How do you reconcile the idea that Greg Schiano gets millions to coach Rutgers football and the Rutgers football players should get nothing more than room and board to play? From a legal/anti-trust perspective that argument does not exist. It's the same program and the same revenue. It's free/cheap labor, and in the United States unless the rights of those athletes have been collectively bargained away (like pro sports) than it is illegal. We should be surprised it was allowed to last this long, not that it is now rightfully gone.
You use a "professional minor league" as a strawman (imo). Ivy league football doesn't generate the revenue that SEC football does. (IMO) That is because the best CFB players are at Alabama, Georgia and Florida, etc. One can't really think that if the best HS football players in the country went to Harvard, Princeton and Yale and the Ivy League level players went to Alabama, Georgia and Florida that the SEC would still be as popular and lucrative as it is today.
Well, I personally think the college game would be better with salary caps for staff done on a conference basis. But any coach, not just Greg Schiano... btw, why don't you just start using, say, ANY OTHER COACH who gets paid more?...
I could easily say how do you justify a top recruit getting a million in NIL over those who get nothing? How do you justify any NIL-paid athlete getting money over those who don't who commit just as much time to other sports?
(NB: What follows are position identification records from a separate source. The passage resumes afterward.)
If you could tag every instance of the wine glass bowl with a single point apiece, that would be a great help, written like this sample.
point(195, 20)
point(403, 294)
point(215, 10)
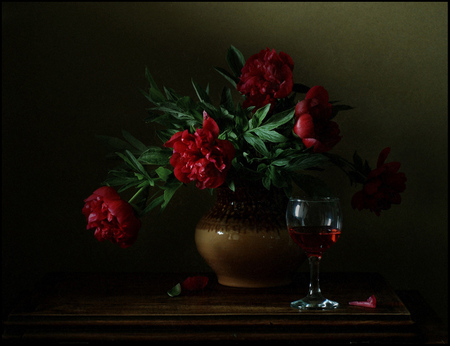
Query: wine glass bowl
point(315, 225)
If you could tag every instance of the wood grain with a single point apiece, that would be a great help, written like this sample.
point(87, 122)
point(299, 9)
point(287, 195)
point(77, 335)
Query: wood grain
point(81, 307)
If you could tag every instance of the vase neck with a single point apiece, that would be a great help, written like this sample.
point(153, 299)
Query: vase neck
point(252, 194)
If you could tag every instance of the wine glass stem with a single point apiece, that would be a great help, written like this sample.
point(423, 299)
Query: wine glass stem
point(314, 287)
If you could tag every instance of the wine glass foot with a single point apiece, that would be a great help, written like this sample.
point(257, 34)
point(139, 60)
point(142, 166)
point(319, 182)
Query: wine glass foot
point(308, 303)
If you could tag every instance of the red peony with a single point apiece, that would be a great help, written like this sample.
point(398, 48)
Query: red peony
point(313, 124)
point(265, 77)
point(112, 218)
point(382, 187)
point(201, 156)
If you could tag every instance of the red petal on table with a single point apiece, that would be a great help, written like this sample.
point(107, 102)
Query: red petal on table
point(195, 283)
point(371, 302)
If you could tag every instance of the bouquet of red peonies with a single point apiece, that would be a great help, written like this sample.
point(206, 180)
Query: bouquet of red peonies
point(275, 138)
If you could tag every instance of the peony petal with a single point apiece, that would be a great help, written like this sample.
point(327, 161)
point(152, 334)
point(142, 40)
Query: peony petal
point(371, 302)
point(210, 125)
point(304, 127)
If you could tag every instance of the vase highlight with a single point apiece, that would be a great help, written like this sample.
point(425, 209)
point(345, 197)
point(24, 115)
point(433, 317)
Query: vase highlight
point(244, 238)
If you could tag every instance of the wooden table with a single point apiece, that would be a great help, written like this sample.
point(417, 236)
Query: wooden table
point(90, 307)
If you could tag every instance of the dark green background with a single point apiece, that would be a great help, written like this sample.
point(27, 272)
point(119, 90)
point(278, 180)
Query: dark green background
point(74, 70)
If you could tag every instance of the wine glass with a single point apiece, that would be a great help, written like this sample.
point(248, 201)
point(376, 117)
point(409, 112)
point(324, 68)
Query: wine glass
point(314, 224)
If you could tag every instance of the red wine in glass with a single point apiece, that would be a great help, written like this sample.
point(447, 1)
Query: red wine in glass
point(314, 240)
point(315, 225)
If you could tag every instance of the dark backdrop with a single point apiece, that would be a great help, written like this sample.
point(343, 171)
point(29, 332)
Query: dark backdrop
point(74, 70)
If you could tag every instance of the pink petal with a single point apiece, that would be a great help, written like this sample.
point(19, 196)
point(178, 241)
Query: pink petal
point(371, 302)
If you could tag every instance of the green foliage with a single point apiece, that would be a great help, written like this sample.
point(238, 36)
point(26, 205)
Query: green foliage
point(266, 148)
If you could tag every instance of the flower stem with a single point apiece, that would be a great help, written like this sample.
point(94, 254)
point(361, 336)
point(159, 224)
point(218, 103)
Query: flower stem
point(136, 194)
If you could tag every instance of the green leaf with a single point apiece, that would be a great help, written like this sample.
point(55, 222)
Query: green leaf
point(201, 93)
point(163, 173)
point(134, 141)
point(259, 116)
point(156, 156)
point(235, 60)
point(279, 119)
point(256, 143)
point(226, 100)
point(228, 76)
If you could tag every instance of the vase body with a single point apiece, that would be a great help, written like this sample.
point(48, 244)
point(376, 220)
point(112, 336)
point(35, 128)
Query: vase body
point(244, 238)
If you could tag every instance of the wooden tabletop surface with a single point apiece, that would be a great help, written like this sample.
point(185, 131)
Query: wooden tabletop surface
point(89, 307)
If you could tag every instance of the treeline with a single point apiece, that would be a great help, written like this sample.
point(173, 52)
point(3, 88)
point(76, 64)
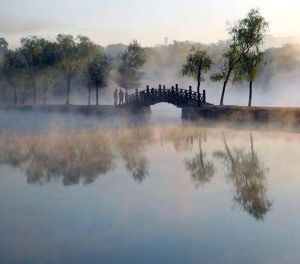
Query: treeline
point(29, 72)
point(41, 69)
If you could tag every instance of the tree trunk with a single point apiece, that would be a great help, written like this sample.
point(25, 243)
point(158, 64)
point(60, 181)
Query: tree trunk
point(223, 91)
point(15, 96)
point(34, 93)
point(199, 79)
point(250, 94)
point(251, 143)
point(45, 96)
point(97, 95)
point(224, 86)
point(68, 90)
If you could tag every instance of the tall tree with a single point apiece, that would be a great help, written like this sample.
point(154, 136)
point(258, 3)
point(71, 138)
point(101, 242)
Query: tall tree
point(73, 54)
point(3, 47)
point(12, 71)
point(98, 71)
point(33, 55)
point(248, 70)
point(197, 63)
point(246, 35)
point(129, 69)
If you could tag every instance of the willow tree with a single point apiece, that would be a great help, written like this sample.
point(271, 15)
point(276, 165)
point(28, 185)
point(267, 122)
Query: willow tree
point(98, 71)
point(248, 70)
point(73, 54)
point(129, 70)
point(247, 35)
point(197, 63)
point(33, 53)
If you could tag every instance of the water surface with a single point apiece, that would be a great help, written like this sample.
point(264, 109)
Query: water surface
point(147, 193)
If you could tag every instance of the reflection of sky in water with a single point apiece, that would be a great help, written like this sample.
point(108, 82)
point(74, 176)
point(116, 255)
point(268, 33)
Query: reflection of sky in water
point(144, 204)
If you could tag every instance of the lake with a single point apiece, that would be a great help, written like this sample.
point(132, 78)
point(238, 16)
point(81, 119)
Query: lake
point(82, 190)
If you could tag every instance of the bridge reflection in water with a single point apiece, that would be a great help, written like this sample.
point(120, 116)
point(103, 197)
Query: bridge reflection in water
point(174, 95)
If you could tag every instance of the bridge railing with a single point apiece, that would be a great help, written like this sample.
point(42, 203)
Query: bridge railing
point(173, 95)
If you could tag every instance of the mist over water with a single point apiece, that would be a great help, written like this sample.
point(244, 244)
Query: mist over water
point(77, 188)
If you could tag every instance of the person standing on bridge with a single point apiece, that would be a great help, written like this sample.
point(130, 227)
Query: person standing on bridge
point(116, 97)
point(121, 97)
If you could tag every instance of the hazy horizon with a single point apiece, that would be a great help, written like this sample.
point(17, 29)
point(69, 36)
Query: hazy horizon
point(147, 21)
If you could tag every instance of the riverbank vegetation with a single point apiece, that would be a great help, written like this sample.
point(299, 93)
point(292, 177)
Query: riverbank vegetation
point(44, 71)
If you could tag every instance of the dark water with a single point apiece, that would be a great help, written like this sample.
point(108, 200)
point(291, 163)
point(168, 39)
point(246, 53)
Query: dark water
point(147, 193)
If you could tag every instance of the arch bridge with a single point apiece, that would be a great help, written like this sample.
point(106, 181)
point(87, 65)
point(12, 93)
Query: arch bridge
point(174, 95)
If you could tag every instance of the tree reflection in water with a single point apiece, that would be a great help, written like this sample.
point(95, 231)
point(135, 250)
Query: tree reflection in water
point(248, 175)
point(200, 168)
point(84, 156)
point(131, 144)
point(72, 157)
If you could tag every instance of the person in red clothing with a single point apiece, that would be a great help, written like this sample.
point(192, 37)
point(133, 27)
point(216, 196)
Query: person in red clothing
point(121, 97)
point(116, 97)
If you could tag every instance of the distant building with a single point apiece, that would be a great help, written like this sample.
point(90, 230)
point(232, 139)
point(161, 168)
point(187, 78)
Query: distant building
point(166, 41)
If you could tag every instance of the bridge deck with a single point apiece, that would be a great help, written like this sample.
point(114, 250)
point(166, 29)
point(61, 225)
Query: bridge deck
point(176, 96)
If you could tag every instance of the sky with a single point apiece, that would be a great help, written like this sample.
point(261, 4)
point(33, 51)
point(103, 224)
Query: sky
point(148, 21)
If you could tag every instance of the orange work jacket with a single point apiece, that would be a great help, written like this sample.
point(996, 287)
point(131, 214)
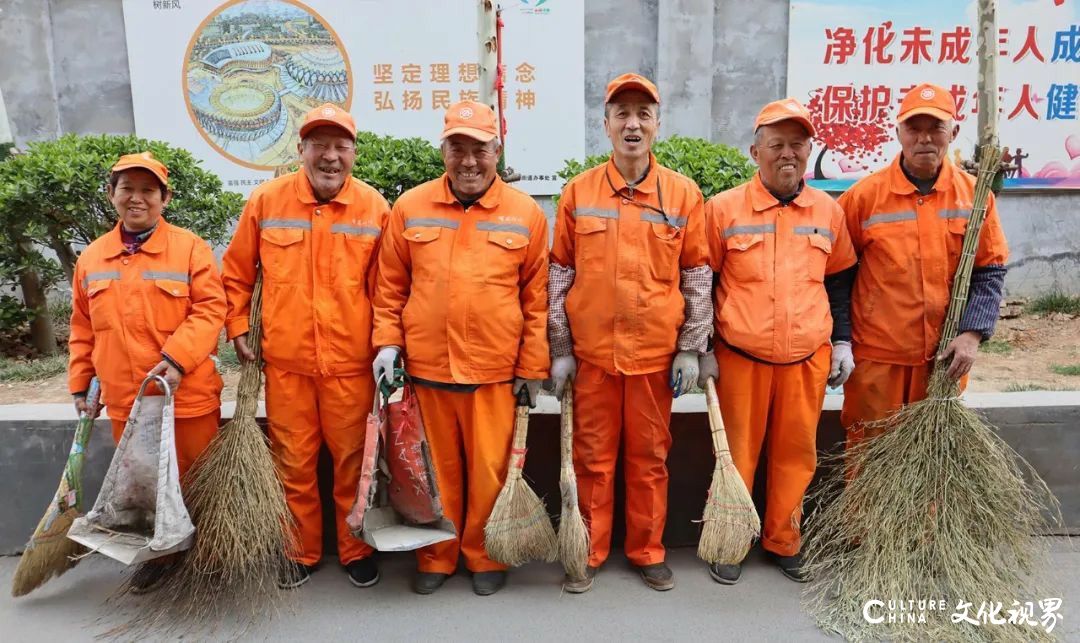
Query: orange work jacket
point(318, 264)
point(908, 248)
point(127, 309)
point(624, 307)
point(464, 292)
point(772, 259)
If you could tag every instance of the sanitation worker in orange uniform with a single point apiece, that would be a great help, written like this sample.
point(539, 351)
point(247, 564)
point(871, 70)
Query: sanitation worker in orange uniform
point(313, 233)
point(785, 266)
point(462, 298)
point(630, 316)
point(147, 299)
point(907, 223)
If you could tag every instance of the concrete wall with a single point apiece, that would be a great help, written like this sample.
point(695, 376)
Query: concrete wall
point(1043, 427)
point(716, 62)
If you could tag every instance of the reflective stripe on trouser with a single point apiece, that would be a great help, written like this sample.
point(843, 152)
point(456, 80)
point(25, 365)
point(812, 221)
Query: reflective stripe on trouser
point(192, 436)
point(875, 389)
point(469, 434)
point(775, 409)
point(305, 412)
point(636, 409)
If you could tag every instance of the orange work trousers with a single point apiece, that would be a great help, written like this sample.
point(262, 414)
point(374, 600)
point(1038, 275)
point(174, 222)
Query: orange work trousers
point(305, 412)
point(192, 436)
point(469, 434)
point(637, 410)
point(777, 409)
point(876, 389)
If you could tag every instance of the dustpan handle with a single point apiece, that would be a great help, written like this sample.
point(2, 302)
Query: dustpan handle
point(161, 383)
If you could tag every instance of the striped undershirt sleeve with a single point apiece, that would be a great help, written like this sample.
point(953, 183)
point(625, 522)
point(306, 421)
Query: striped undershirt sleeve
point(696, 285)
point(984, 300)
point(559, 280)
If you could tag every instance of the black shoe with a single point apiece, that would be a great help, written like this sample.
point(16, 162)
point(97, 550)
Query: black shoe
point(363, 573)
point(427, 583)
point(486, 584)
point(792, 566)
point(725, 574)
point(658, 576)
point(149, 577)
point(294, 575)
point(580, 586)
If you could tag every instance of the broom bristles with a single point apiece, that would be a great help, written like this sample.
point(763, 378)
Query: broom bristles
point(572, 534)
point(518, 528)
point(730, 521)
point(49, 553)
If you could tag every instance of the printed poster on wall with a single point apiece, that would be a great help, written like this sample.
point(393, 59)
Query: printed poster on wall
point(851, 62)
point(231, 80)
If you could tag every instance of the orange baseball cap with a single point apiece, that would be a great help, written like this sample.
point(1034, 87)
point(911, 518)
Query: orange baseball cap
point(786, 109)
point(631, 81)
point(929, 99)
point(144, 161)
point(328, 114)
point(471, 119)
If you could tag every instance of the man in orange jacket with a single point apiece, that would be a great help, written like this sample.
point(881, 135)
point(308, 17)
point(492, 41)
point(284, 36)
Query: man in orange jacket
point(462, 296)
point(147, 299)
point(784, 266)
point(313, 233)
point(907, 223)
point(629, 293)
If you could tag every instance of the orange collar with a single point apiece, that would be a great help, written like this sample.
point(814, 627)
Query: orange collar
point(901, 185)
point(489, 200)
point(761, 199)
point(156, 244)
point(647, 185)
point(306, 195)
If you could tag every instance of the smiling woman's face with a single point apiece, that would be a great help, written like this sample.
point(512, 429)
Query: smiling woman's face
point(138, 199)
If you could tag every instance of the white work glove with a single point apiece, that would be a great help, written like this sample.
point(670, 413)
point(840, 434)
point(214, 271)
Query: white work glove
point(531, 385)
point(383, 364)
point(842, 363)
point(562, 370)
point(684, 372)
point(707, 367)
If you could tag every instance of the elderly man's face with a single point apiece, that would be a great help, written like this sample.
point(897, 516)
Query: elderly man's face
point(328, 153)
point(925, 142)
point(781, 151)
point(470, 164)
point(631, 120)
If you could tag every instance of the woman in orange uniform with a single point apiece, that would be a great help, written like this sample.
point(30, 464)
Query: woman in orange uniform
point(147, 299)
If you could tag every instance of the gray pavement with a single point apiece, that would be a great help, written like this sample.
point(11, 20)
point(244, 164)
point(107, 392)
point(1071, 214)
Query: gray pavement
point(764, 606)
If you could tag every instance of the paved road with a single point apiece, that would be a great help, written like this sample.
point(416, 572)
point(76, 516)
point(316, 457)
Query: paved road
point(764, 606)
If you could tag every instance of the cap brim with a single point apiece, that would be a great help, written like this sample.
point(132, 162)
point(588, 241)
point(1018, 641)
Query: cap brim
point(631, 85)
point(799, 119)
point(320, 122)
point(481, 135)
point(154, 171)
point(934, 111)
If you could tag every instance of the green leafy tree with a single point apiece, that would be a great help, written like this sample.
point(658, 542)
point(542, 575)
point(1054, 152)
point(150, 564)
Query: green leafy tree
point(714, 166)
point(393, 165)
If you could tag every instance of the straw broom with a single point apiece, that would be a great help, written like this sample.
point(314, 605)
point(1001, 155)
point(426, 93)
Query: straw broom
point(238, 506)
point(572, 535)
point(937, 507)
point(731, 523)
point(518, 528)
point(50, 552)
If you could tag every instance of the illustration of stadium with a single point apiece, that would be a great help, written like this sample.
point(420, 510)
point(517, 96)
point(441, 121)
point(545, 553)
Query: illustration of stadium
point(254, 67)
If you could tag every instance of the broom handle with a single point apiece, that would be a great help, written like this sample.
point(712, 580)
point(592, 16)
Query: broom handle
point(961, 281)
point(251, 373)
point(715, 418)
point(566, 428)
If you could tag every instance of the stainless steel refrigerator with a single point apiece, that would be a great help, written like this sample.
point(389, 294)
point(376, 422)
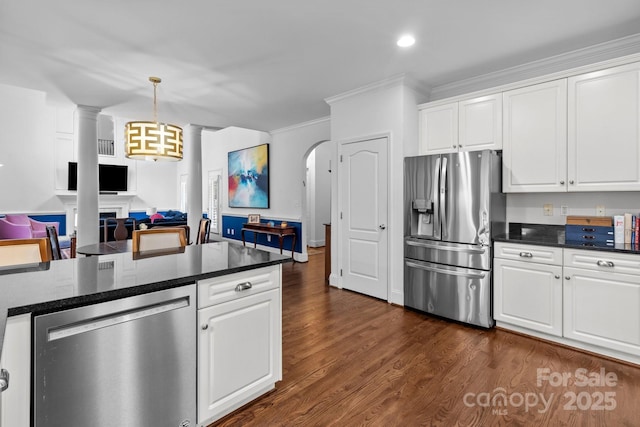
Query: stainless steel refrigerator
point(453, 207)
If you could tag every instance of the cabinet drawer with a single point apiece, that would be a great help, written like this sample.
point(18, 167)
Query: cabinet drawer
point(602, 261)
point(528, 253)
point(229, 287)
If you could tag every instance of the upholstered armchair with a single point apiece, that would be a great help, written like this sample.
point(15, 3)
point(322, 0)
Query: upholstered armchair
point(38, 228)
point(9, 230)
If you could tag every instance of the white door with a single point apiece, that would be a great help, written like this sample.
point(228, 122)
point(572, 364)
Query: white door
point(362, 183)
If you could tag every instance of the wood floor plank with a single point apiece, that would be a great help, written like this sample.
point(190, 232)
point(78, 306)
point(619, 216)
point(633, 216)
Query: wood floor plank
point(352, 360)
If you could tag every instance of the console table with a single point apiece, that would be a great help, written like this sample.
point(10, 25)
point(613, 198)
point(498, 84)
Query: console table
point(281, 232)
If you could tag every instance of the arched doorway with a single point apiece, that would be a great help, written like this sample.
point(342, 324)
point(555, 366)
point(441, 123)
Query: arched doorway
point(316, 197)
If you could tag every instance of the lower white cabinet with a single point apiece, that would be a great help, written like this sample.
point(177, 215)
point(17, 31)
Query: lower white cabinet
point(528, 295)
point(602, 306)
point(239, 343)
point(528, 287)
point(588, 299)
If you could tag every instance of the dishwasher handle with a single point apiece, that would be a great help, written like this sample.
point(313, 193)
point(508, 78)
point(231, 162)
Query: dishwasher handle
point(4, 380)
point(243, 286)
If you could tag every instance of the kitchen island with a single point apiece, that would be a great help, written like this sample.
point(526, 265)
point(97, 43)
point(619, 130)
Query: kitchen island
point(225, 274)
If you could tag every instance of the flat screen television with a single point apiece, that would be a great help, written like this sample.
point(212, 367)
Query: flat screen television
point(110, 177)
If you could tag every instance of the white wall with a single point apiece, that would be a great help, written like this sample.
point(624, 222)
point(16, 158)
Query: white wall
point(319, 193)
point(35, 157)
point(388, 108)
point(26, 151)
point(528, 208)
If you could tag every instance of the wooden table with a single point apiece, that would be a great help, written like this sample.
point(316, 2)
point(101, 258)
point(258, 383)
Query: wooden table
point(279, 231)
point(106, 248)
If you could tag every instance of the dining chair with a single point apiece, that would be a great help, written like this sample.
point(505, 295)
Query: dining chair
point(24, 251)
point(203, 231)
point(120, 232)
point(54, 244)
point(158, 238)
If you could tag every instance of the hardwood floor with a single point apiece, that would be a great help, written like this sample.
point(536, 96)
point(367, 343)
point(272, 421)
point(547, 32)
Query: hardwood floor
point(351, 360)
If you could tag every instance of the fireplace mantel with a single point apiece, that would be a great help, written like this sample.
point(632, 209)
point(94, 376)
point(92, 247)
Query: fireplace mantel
point(120, 203)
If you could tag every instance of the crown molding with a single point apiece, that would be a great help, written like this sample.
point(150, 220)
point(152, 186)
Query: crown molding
point(301, 125)
point(393, 81)
point(626, 46)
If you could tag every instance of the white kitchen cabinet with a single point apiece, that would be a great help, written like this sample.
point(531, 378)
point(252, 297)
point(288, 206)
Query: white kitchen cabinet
point(602, 299)
point(604, 130)
point(535, 138)
point(480, 123)
point(438, 131)
point(527, 287)
point(15, 402)
point(239, 343)
point(469, 125)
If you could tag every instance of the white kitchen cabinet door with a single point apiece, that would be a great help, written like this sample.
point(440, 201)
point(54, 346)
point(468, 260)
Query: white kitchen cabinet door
point(535, 138)
point(604, 130)
point(439, 129)
point(239, 352)
point(528, 295)
point(480, 123)
point(602, 308)
point(15, 401)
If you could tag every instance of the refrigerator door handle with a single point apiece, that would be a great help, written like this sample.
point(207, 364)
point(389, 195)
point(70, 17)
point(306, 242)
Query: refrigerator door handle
point(436, 199)
point(446, 271)
point(443, 189)
point(440, 246)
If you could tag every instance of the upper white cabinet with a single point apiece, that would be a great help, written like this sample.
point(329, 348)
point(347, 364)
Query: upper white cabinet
point(535, 138)
point(604, 130)
point(480, 123)
point(439, 129)
point(474, 124)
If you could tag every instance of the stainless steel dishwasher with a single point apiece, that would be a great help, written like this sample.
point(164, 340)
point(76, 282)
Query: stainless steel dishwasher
point(127, 362)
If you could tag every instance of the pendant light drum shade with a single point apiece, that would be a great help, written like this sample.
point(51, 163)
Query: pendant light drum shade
point(153, 140)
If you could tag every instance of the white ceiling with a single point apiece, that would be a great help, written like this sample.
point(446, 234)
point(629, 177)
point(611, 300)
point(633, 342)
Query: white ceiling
point(268, 64)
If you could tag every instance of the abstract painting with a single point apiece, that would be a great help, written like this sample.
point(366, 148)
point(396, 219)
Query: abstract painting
point(249, 177)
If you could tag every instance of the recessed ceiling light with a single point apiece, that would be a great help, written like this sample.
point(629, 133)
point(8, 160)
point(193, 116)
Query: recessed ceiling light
point(406, 41)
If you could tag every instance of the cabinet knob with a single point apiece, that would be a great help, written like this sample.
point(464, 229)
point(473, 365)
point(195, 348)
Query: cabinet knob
point(602, 263)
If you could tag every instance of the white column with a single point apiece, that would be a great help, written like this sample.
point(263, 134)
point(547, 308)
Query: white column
point(88, 232)
point(192, 135)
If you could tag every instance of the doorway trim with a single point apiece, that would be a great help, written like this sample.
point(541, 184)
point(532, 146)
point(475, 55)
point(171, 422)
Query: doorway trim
point(304, 256)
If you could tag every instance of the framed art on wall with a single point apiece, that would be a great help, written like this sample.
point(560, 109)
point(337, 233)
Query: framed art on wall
point(248, 171)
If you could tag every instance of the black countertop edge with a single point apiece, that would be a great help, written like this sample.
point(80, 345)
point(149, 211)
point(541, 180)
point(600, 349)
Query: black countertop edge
point(553, 235)
point(98, 297)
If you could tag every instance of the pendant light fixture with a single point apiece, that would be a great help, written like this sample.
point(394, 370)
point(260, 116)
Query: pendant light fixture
point(153, 140)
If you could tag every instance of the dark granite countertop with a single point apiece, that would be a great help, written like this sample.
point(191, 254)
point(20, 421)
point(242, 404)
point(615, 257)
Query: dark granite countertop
point(553, 235)
point(57, 285)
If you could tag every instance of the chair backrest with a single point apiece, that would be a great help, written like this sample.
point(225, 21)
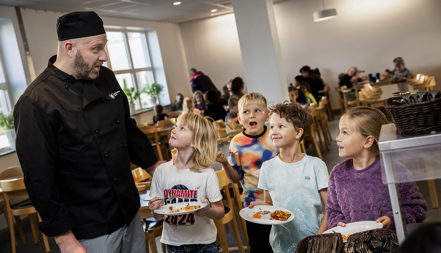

Coaches get paid according to the free market and it has always been like that since there were paid coaches. But college game started before coaches did... before paid ringers and before scholarships and the game has developed and evolved.
This is just another evolution but I think it puts the college game BACKWARDS to the.. what was it.. 1930s.. and the SEC in, well, always... where its just a question of money as to who wins.
MLB baseball.. which still has built-in competitive advantages for the moneyed big-market teams.. has a draft and farm system and salary caps and luxury tax to promote competition. All other major pro sports leagues have MORE.. uh.. limits on how much money can help... all to promote competition for the overall health of the game and how appealing it is to watch on TV.. which generates the money they all share in one way or another.
Right now.. in college football.. we have no such adjustments to benefit the game and maintain the competitive level. And that is why I oppose NIL and player pay as it was proposed and as it exists today. It has nothing to do with thinking the athletes do not deserve *something*.
Heck.. if I were Greg Schiano with millions in the bank.. I know me and mine are taken care of for some time to come.. I find a way to take a million a year and get it into NIL to get key players.. heck.. maybe put everything in there after covering my nut for the year. Find a way to multiply that number.. maybe hire a fundraising consultant to work on NJ and NYC businesses... try to get some money flowing. INVEST.. because if he gets the talent here.. even paid talent.. and he wins.. that money will flow back.. BIG TIME!
As for your Ivy vs SEC thing... yes, SEC would not be as popular as today.. but they would still outdraw Ivy football in seats (maybe not TV) and would still claim they are far and away the best.
But that was not apples to apples... you take, say, all the college players who might one day get drafted. stick them in an NFL minor league... the college game would still be generating a huge following. Maybe not those who want to pay players today.. pay to win.. but the college game would still thrive.
(edit: everyone who wants to root for the best of the best are already NFL-first fans.. the college game is a different animal. You take the "pro" players out of the college game... the college game still thrives).
last thing.. wrong use of "strawman".. example: you are arguing FOR player pay.. for fairness. But I respond to you replying as if you were arguing for something tangentially related, something I might have a winning argument against. I would be arguing against a "star man" that I created myself.
So, I was NOT arguing FOR a "professional minor league".. I was suggesting that if a such a league existed, teh college game would still be appealing and still be fine and would probably be more popular. That would be a hypothetical I used to make a point... which is weak... but since there actually exists, for basketball, an NBA developmental league... there is actual evidence that I am correct.. at least in terms of basketball. And while there are other professional football leagues... which, I suppose, could be thought of as minor leagues (heck, Superbowl-winning QB Kurt Warner, came from one).. they take college players largely. The CFL maybe?
Because of the way football is.. physicality of it.. going from HS to pro is just too hard. But if they created an age-restricted minor league for HS players to flow through to the NFL.... I do not think it would be competitive for college football in popularity or revenues generated. That is hypothetical.. but I can live with that.